Michael Deane, Turner Construction VP of Sustainability, discusses the growth in waste diversion on construction projects.
Michael Deane, vice president of sustainability for New York City-based Turner Construction told attendees of the 2012 C&D World in Nashville, Tenn., that while overall construction volume has had its ups and downs over the past few years, green building projects are continuing to rise.
Deane gave the keynote address during the conference. He told attendees more than half of Turner’s sales in 2009, 2010 and 2011 were from green building projects. He provided figures from 2006 showing there were only 60 LEED-registered (Leadership in Energy and Environmental Design) projects, compared with 2011 when there were 250 LEED-registered projects.

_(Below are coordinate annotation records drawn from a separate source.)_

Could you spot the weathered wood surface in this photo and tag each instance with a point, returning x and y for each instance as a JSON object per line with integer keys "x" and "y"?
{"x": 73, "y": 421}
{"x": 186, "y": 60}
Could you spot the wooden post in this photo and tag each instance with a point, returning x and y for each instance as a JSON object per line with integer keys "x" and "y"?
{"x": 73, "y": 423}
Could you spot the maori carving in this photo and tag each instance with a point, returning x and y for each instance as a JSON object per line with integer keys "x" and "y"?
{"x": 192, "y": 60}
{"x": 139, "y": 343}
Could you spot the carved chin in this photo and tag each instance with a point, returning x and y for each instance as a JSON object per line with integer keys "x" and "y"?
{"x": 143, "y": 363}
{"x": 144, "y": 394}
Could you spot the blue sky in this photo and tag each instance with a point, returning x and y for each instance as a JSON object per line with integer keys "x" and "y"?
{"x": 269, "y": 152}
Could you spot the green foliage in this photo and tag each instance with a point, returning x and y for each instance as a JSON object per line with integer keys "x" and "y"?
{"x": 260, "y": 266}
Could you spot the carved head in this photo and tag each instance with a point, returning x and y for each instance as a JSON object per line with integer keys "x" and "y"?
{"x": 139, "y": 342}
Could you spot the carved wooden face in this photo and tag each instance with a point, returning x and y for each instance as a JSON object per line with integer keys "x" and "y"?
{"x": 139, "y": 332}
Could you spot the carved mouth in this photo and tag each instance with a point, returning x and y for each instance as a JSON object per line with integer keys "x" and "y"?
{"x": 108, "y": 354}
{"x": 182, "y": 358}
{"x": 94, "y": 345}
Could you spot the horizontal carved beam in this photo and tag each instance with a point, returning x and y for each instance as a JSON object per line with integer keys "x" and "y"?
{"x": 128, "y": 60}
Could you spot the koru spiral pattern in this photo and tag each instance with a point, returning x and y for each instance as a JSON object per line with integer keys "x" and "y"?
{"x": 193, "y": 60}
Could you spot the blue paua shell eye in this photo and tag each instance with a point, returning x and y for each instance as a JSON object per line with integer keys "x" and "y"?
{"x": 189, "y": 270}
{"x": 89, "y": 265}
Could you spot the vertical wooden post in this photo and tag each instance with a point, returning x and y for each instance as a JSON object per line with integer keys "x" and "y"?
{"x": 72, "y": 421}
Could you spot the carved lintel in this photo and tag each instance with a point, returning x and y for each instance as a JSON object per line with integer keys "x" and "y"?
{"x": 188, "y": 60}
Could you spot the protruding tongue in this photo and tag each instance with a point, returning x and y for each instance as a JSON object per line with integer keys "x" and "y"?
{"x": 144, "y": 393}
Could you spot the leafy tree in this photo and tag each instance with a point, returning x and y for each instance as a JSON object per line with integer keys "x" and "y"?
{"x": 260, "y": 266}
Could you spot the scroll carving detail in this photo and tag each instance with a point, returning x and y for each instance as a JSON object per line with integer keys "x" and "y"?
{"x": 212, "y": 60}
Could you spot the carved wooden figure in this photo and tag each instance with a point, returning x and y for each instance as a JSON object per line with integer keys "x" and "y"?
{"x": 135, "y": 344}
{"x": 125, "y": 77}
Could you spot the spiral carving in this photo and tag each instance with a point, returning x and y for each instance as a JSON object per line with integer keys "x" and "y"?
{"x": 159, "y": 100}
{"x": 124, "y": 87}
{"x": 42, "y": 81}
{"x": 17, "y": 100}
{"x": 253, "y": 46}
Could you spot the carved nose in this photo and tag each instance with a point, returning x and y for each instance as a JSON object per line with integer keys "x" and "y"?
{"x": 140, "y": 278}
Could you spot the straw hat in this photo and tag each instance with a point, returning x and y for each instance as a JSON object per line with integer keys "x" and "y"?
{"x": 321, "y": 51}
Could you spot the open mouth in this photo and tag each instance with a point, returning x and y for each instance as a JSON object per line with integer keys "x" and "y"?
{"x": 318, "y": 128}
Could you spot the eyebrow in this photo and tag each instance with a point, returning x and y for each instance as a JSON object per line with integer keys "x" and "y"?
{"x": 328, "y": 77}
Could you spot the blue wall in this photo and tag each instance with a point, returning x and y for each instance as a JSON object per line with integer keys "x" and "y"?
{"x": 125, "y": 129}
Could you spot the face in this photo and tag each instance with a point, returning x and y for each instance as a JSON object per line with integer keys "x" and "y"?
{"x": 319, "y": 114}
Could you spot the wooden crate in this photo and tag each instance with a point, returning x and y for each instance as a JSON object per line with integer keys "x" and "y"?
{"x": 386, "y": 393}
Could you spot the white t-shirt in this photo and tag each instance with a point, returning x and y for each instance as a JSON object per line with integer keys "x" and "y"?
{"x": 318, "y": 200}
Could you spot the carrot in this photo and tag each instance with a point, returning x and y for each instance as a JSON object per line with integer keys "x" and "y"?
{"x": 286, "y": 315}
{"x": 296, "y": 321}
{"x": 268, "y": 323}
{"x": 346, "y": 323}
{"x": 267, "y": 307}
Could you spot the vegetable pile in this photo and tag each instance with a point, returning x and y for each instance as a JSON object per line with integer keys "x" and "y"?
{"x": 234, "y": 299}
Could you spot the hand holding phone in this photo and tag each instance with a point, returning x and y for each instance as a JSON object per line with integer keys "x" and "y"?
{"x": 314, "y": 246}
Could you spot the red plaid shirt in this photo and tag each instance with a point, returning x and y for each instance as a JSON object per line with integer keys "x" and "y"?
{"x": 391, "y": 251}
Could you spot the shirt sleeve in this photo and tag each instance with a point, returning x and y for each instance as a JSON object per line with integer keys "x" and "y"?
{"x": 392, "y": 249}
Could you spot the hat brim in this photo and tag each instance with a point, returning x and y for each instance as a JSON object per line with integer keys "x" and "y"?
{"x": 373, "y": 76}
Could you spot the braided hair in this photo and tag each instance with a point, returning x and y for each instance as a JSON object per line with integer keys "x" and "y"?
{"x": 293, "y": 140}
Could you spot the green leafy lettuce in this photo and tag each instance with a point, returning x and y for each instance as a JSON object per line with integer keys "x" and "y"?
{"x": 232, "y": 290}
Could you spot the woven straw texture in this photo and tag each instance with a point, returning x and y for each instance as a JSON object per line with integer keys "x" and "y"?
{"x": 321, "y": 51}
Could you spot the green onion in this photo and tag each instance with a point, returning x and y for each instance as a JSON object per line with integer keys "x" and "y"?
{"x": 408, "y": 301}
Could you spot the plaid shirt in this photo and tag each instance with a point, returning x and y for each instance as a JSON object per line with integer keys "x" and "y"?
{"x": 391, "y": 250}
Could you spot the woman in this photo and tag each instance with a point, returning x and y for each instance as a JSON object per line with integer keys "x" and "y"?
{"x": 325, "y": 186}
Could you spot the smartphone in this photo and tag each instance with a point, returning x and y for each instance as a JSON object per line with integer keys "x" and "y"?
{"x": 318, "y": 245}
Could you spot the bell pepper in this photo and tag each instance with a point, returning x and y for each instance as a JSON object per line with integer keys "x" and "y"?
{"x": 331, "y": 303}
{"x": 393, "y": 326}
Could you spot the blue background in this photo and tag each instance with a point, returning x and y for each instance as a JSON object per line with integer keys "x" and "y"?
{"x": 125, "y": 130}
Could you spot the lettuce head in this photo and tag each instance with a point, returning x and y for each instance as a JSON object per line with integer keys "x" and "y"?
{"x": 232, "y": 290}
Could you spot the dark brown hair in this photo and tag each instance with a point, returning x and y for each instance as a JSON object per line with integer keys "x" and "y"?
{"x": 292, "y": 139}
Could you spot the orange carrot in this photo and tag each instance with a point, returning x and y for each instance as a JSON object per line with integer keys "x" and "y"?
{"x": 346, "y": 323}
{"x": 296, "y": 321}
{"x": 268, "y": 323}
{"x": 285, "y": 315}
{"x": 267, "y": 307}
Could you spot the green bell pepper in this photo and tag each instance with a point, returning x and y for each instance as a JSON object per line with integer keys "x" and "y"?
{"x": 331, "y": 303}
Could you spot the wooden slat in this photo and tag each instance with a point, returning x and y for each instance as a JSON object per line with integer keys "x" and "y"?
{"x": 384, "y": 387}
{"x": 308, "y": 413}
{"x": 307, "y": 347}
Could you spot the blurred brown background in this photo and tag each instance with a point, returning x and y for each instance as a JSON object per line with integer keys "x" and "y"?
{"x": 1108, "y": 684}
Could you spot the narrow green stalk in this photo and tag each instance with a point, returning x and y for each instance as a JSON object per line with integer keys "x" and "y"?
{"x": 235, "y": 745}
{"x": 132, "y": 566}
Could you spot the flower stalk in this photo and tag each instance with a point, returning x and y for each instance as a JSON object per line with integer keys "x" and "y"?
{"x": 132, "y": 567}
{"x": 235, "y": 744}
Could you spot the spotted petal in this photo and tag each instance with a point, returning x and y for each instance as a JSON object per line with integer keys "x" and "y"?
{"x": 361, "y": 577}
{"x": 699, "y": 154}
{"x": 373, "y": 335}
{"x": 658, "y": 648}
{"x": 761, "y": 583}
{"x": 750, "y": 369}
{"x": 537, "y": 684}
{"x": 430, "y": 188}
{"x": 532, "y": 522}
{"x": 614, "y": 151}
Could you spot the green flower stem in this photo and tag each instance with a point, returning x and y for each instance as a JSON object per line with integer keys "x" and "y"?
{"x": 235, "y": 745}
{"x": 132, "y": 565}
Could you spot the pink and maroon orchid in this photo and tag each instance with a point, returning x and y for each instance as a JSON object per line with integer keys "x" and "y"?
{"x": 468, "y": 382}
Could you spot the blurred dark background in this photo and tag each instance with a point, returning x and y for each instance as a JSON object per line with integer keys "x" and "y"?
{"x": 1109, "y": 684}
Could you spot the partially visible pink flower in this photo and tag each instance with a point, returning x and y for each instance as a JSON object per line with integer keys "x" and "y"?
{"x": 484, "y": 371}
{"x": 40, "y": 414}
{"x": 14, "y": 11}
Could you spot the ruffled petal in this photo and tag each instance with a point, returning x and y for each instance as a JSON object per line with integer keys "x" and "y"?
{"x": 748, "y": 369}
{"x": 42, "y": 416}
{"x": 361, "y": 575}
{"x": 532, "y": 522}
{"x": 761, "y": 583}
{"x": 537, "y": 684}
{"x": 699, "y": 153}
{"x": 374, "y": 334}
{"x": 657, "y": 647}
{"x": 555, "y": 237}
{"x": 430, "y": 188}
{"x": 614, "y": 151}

He also showed a graph depicting the tons of waste reported compared with the tons of waste recycled from construction sites that has also increased significantly. In 2005, for example, 30,764 tons of material were reported as being recycled from construction sites. In 2011, 292,490 tons were reported as being recycled.
Deane emphasized the importance of truth in the reporting of recycled materials. “Are we getting the real story or are we just hearing what we want to hear?” he asked.
He told attendees Turner was the first contractor committed to sustainable practices saying the company didn’t just become sustainable for LEED, but that “if it is good enough for green it is good enough for everybody.”
Deane said that in New York City the ability to recycle construction waste is easy as it is a robust industry. He told attendees he had a “rude awakening” when he saw the lack of recycling infrastructure in other parts of the country. C&D recycling is local and dependent on market conditions, he said.
2012 C&D World was held March 25-27, 2012, at the Nashville Convention Center in Nashville, Tenn.